Mode d’administration
L’étoposide est administré par perfusion intraveineuse lente (généralement sur une période de 30 à 60 minutes) (voir rubrique 4.4).
Pour les instructions concernant la dilution du médicament avant administration, voir la rubrique 6.6.
Voie d'administration
intraveineuse
Contre-indications
Hypersensibilité à la substance active ou à l’un des excipients mentionnés à la rubrique 6.1. L’utilisation concomitante du vaccin contre la fièvre jaune ou d'autres vaccins vivants est contre-indiquée chez les patients immunodéprimés (voir 4.5).
Allaitement (voir rubrique 4.6)
En raison de la présence d’alcool benzylique, ce médicament est contre-indiqué chez les prématurés et les nouveaux nés à terme.
Mise en garde et précautions d'emploi
L’étoposide doit être administré sous la supervision d'un médecin qualifié et expérimenté dans l'utilisation des produits médicaux antinéoplasiques. Dans tous les cas où ETOPOSIDE VIATRIS est envisagé pour la chimiothérapie, le médecin doit évaluer la nécessité et l’utilité du médicament par rapport au risque de réactions indésirables. La plupart des réactions indésirables sont réversibles, si elles sont décelées assez tôt. En cas de réaction sévère, la posologie du médicament doit être réduite ou l’administration arrêtée et des mesures correctives appropriées doivent être prises, selon le jugement clinique du médecin. La reprise du traitement par ETOPOSIDE VIATRIS doit se faire avec précaution, en tenant compte de manière réaliste des besoins thérapeutiques d’une part et des risques de toxicité récurrente d’autre part.
Myélosuppression
La myélosuppression est dose-limitante et la toxicité la plus significative associée au traitement par ETOPOSIDE VIATRIS. Une myélosuppression fatale a été rapportée à la suite de l’administration d’étoposide. Les patients traités par ETOPOSIDE VIATRIS devront faire l’objet d’une surveillance étroite et fréquente à ce sujet pendant et après le traitement. Il y aura donc lieu de vérifier les paramètres hématologiques suivants au début du traitement et avant chaque dose suivante d’ETOPOSIDE VIATRIS: numération plaquettaire, taux d’hémoglobine, numération différentielle leucocytaire. Si une radiothérapie ou une chimiothérapie ont été administrées avant le début du traitement par étoposide, un intervalle adéquat doit être respecté avant le début du traitement afin de permettre le rétablissement des réserves médullaires. ETOPOSIDE VIATRIS ne doit pas être administré si la numération des neutrophiles est inférieure à 1 500 cellules/mm3 ou si la numération plaquettaire est inférieure à 100 000 cellules/mm3, sauf si cela est dû au cancer. Ajuster les doses ultérieures par rapport à la dose initiale si le nombre de neutrophiles devient inférieur à 500 cellules/mm3 pendant plus de 5 jours ou est associé à une fièvre ou à une infection, si le nombre de plaquettes sanguines devient inférieur à 25 000 cellules/mm3, si une toxicité de grade 3 ou 4 se développe ou si la clairance rénale est inférieure à 50 ml/min.
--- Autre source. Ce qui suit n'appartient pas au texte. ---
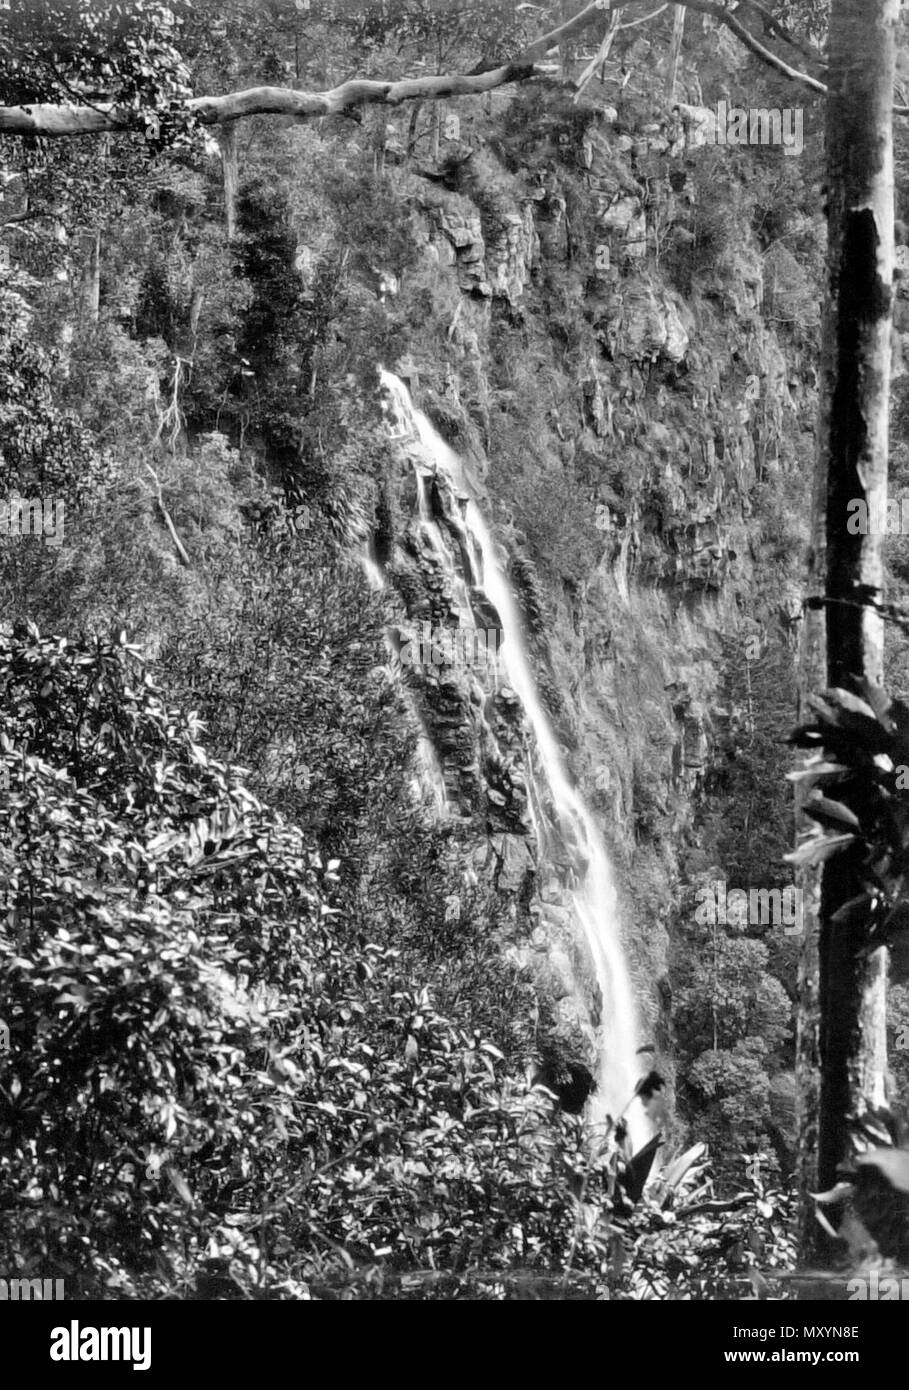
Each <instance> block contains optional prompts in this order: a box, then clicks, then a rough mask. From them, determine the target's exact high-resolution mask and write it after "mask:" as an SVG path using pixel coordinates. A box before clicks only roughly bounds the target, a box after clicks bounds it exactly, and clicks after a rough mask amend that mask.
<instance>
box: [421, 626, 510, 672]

Une myélosuppression sévère peut entraîner une infection ou une hémorragie. Les infections bactériennes doivent être jugulées avant l’instauration du traitement par ETOPOSIDE VIATRIS.
Leucémie secondaire
La survenue d’une leucémie aiguë, pouvant s’accompagner ou non d’un syndrome myélodysplasique, a été décrite chez des patients ayant été traités par des chimiothérapies à base d’étoposide. Le risque cumulé et les possibles facteurs de prédisposition à une leucémie secondaire sont inconnus. Le rôle de la fréquence d’administration et celui des doses cumulées d’étoposide a été évoqué, mais sans que cela soit clairement établi.
Une anomalie du chromosome 11q23 a été observée dans certains cas de leucémie secondaire chez des patients ayant pris des épipodophyllotoxines. Cette anomalie a également été observée chez des patients ayant développé une leucémie secondaire après un traitement par des chimiothérapies ne contenant pas d’épipodophyllotoxines, ainsi que chez des patients ayant une leucémie de novo. Une autre caractéristique des leucémies secondaires chez des patients ayant reçu des épipodophyllotoxines est leur courte période de latence, le temps moyen de développement de la leucémie étant d’environ 32 mois.
Hypersensibilité
Le médecin sera vigilant en ce qui concerne l’apparition possible de réactions anaphylactiques à ETOPOSIDE VIATRIS, pouvant se manifester par frissons, pyrexie, tachycardie, bronchospasme, dyspnée et hypotension, parfois fatals. Le traitement sera symptomatique. Il y a lieu d’interrompre immédiatement le traitement par ETOPOSIDE VIATRIS et d’administrer des agents vasopresseurs, des corticoïdes, des antihistaminiques ou des solutés de remplissage, à la discrétion du médecin. Une augmentation du risque de réactions d’hypersensibilité liées à la perfusion a été observée lorsque des filtres en ligne ont été utilisés pendant l’administration d’étoposide. Les filtres en ligne ne doivent pas être utilisés.
Hypotension
ETOPOSIDE VIATRIS doit être administré uniquement par perfusion intraveineuse lente (généralement d’une durée de 30 à 60 minutes) car l’hypotension a été signalée comme étant un effet secondaire possible de l’injection intraveineuse trop rapide.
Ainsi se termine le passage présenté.